– - Э-ге!
– - Ваши двусмысленные восклицания совсем неуместны: она приходила ко мне не более как на минуту, брала небольшую помощь, которую я мог уделять ей от своих скудных доходов, и уходила, оставляя в сердце моем неизгладимый след своей красоты. В одно из своих посещений она рассказала мне свою краткую и простую, но трогательную историю и тем еще более увеличила мое участие, которое -- вы догадываетесь -- скоро превратилось в любовь. Амалия -- ревельская урояеденка, год тому лишившаяся брата, который кормил ее с бедною матерью. Потеря сына заставила старуху и дочь ее переселиться в Петербург, где Амалия надеялась найти место гувернантки и в крайнем случае горничной, или, как говорится для большей важности в полицейских публикациях, камер-юнгферы.
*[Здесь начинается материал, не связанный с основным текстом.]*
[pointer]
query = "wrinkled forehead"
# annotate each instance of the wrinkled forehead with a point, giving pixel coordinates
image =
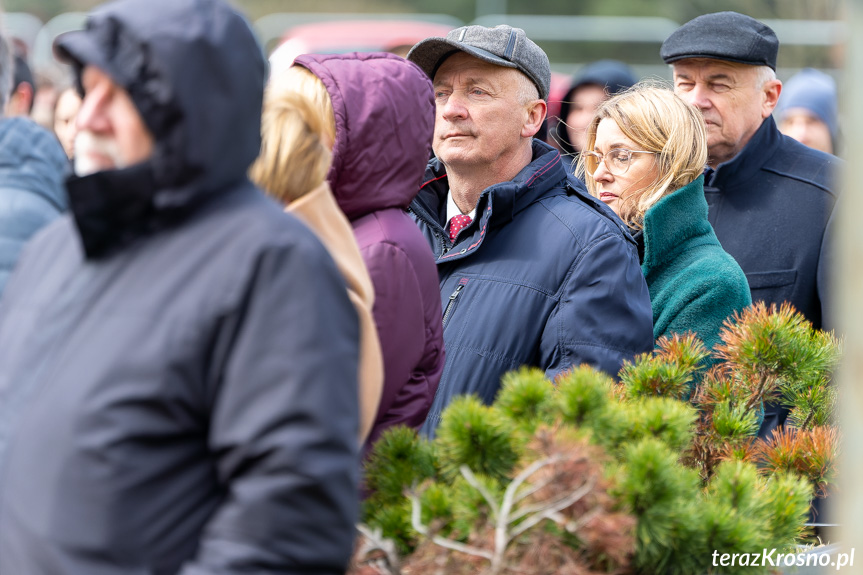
(461, 66)
(709, 67)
Но надежды, по обыкновению, не сбылись; мать захворала; дочь работала день и ночь, но трудов ее недоставало на удовлетворение нужд и прихотей больной, раздражительной матери; нищета постучалась в дверь бедных страда лиц, за нею голод…
– - А за голодом ты?
– - Да, я, господа. Если бы вы слышали, с каким чувством говорила бедная девушка о своих несчастиях, как просто и красноречиво высказывалась в каждом слове ее беспредельная любовь к матери, если б вы знали, с каким терпением переносила она все капризы, все прихоти гордой и своенравной старухи, наконец, если б вы видели слезы благодарности, катившиеся из глаз несчастной девушки на мои руки,-- уверяю вас, вы сделали бы то же, что сделал я: вы влюбились бы по уши! В последовавшее затем свидание мы объяснились. Не могу описать вам чувства, овладевшего мною, когда я услышал от нее робкоў слово взаимности. Признаюсь, до той поры мне никто не объяснялся в любви и преданности, кроме моего вечно пьяного человека, который имеет привычку изворачиваться таким образом, когда я ловлю его в воровстве медных денег, водки и сахару. Разумеется, я обезумел от радости -- не мог ни писать, ни думать, ни даже читать корректуры; целый день посвистывал, подпрыгивая в своей комнате на одной ножке, и не раз очень изрядно ушиб голову, потому что потолок, как видите, довольно низок. Но лишняя шишка на голове, господа, тут ничего не значит: она не может уменьшить того счастия, того внутреннего довольства и мира, которые приносит любовь,-- я был на седьмом небе…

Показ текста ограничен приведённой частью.